Hey Tedster, Googlebot is crawling 100's of bizarre search pages on my site every day. They are not Google Search referral pages. Where Googlebot got all these weird searches, I have no idea! I've tried to find the source, but no luck. I estimate that of my 28,000 indexed pages, 8,000 are for search.php. In my opinion, that's too many, but what's worse is that, based on crawl percentages, a huge number of those 8,000 are bogus pages. The search terms have no meaning on my site and, yes, they return 0 results. So I want 'em gone!
A small sample of some weird words:
<Q>$ zcat acc* | grep -i bullseye | grep -i googlebot | wc -l
<Q>$ zcat acc* | grep -i bullseye | grep -i -v googlebot | wc -l
<Q>$ zcat acc* | grep -i akadema | grep -i googlebot | wc -l
<Q>$ zcat acc* | grep -i akadema | grep -i -v googlebot | wc -l
So of those 13 "bullseye" that aren't Googlebot, here's one:
126.96.36.199 - - [11/Mar/2012:15:38:22 -0400] "GET /search.php?q=bullseye+crystal+clear+stained+glass HTTP/1.1" 200 18921 "-" "Mozilla/4.0 (compatible; MSIE 6.0; Windows NT 5.2; WOW64; SV1; .NET CLR 2.0.50727)"
That IP is:
inetnum: 188.8.131.52 - 184.108.40.206
status: ASSIGNED PA
remarks: ABUSE REPORTS:
source: RIPE # Filtered
role: Dedicated Server Contact Admin Role
address: Dedicated Server Contact
address: 2 Frater Gate Business Park
address: Aerodrome Road
address: PO13 0GW
address: UNITED KINGDOM
Not sure if that's good or bad, but that's what it is. I think it's bad, though. For March, they've crawled my site hitting 11,549 pages so far.

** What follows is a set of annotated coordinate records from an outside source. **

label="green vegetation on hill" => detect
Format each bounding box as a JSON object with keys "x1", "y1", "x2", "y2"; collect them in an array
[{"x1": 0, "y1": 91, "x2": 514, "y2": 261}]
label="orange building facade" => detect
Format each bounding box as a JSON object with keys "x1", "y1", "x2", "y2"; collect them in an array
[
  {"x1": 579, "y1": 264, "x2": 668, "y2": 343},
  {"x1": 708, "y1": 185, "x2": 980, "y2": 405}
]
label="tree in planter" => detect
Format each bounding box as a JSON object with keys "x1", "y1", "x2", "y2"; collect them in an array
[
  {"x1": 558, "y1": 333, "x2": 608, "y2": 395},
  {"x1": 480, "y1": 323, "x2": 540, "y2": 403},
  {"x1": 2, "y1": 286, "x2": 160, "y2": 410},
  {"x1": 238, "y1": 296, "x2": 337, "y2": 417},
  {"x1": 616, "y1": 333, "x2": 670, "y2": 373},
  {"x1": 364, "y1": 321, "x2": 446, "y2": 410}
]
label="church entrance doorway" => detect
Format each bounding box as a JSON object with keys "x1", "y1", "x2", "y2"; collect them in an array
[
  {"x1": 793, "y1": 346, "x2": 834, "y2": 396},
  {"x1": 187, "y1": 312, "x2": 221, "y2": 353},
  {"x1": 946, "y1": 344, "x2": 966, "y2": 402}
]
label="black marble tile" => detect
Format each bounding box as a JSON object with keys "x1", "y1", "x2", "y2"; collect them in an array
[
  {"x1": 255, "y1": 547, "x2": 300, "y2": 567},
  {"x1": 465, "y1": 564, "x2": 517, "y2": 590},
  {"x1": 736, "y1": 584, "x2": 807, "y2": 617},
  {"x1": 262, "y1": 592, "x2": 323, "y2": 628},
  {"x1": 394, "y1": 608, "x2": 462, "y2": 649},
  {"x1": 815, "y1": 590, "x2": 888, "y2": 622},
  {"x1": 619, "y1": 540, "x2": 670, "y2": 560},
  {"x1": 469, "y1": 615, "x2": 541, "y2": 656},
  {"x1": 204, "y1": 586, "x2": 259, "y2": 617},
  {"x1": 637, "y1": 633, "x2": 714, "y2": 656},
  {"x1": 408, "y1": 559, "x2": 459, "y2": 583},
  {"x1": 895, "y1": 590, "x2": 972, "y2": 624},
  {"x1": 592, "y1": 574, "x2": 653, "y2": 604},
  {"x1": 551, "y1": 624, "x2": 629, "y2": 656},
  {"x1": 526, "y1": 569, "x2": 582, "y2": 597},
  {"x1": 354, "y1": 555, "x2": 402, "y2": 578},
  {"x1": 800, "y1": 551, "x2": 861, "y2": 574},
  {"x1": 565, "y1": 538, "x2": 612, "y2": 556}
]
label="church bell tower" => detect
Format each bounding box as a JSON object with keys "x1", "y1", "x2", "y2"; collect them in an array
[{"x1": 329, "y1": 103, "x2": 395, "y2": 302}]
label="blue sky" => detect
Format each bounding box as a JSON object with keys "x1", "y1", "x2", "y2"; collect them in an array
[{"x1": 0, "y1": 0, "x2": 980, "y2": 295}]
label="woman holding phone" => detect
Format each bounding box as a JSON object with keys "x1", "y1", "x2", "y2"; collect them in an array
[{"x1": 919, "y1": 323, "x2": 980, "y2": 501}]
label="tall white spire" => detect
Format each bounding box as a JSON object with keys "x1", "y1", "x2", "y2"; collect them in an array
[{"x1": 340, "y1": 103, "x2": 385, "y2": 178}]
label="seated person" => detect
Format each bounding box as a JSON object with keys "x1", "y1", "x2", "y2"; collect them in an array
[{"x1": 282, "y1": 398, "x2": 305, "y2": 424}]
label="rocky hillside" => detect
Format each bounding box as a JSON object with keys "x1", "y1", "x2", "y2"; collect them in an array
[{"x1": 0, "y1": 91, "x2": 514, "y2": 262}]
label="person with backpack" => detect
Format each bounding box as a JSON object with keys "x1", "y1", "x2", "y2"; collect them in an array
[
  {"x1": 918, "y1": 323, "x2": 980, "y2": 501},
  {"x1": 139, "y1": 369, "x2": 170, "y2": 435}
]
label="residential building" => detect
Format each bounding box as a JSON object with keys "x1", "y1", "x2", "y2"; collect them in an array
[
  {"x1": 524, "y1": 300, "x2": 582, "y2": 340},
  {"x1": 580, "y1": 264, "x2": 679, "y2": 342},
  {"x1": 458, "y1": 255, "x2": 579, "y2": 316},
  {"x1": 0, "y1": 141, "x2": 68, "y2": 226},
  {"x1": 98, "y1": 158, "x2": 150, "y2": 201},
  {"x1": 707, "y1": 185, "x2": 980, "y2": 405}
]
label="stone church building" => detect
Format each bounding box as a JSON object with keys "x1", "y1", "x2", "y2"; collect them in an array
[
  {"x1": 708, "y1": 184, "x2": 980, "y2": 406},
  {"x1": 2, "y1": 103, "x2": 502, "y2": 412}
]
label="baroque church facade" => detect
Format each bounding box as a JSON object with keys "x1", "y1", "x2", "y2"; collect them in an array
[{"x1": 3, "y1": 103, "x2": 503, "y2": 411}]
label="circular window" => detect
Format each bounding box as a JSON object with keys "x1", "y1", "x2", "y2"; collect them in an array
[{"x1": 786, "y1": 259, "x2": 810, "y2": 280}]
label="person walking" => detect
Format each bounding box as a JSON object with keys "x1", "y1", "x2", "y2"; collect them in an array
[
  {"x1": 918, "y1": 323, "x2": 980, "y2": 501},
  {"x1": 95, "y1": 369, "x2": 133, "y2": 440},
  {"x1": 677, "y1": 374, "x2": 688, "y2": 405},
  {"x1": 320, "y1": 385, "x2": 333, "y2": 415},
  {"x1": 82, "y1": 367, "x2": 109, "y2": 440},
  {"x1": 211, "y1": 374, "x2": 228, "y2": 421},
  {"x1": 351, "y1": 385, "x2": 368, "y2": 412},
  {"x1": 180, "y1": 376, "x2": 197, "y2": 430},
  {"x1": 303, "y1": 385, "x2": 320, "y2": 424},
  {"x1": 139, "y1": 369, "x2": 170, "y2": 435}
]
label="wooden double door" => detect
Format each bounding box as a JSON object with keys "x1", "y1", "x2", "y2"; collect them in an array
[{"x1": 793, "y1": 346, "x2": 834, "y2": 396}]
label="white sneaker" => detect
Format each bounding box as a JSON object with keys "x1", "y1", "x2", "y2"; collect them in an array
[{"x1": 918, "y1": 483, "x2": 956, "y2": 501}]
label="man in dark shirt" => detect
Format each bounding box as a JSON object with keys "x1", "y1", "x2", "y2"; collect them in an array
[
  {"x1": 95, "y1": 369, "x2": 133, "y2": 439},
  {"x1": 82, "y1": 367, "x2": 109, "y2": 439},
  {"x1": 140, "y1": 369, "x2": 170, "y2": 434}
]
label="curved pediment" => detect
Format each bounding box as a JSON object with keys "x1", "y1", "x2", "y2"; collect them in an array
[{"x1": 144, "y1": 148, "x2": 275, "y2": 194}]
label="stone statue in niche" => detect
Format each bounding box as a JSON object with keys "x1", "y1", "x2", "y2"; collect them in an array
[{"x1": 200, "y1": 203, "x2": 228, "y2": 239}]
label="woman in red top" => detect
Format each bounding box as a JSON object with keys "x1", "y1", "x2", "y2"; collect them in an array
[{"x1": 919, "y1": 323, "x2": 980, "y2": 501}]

<Q>$ zcat acc* | grep -i 220.127.116.11 | wc -l
Scanning the 5,398 search.php of those, oddly, many look ok. But many look weird!
18.104.22.168 - - [11/Mar/2012:15:27:00 -0400] "GET /search.php?q=http%3A%2F%2Fqymdvpbat
yml.com%2F&lp=cTYZUNMGJkrVSZak&hp=nKczBHUCBkuikNj HTTP/1.1" 200 16436 "http://www.mysite.com/search.php?q=cookie+sunglasse" "Mozilla/4.0 (compatible; MSIE 7.0b; Windows NT 6.0)"
What the? Why is the referral that weird search? And what is that q= value? Another weird one:
22.214.171.124 - - [11/Mar/2012:15:37:27 -0400] "GET /search.php?q=dichroic+primary+color
+starter+pack+clear HTTP/1.1" 200 22943 "-" "Mozilla/4.0 (compatible; MSIE 7.0b; Windows NT 6.0
So there's a whole lot that aren't from Googlebot. But my daily gathering of weird searches is specifically from Googlebot, at least going by the REFERRER string.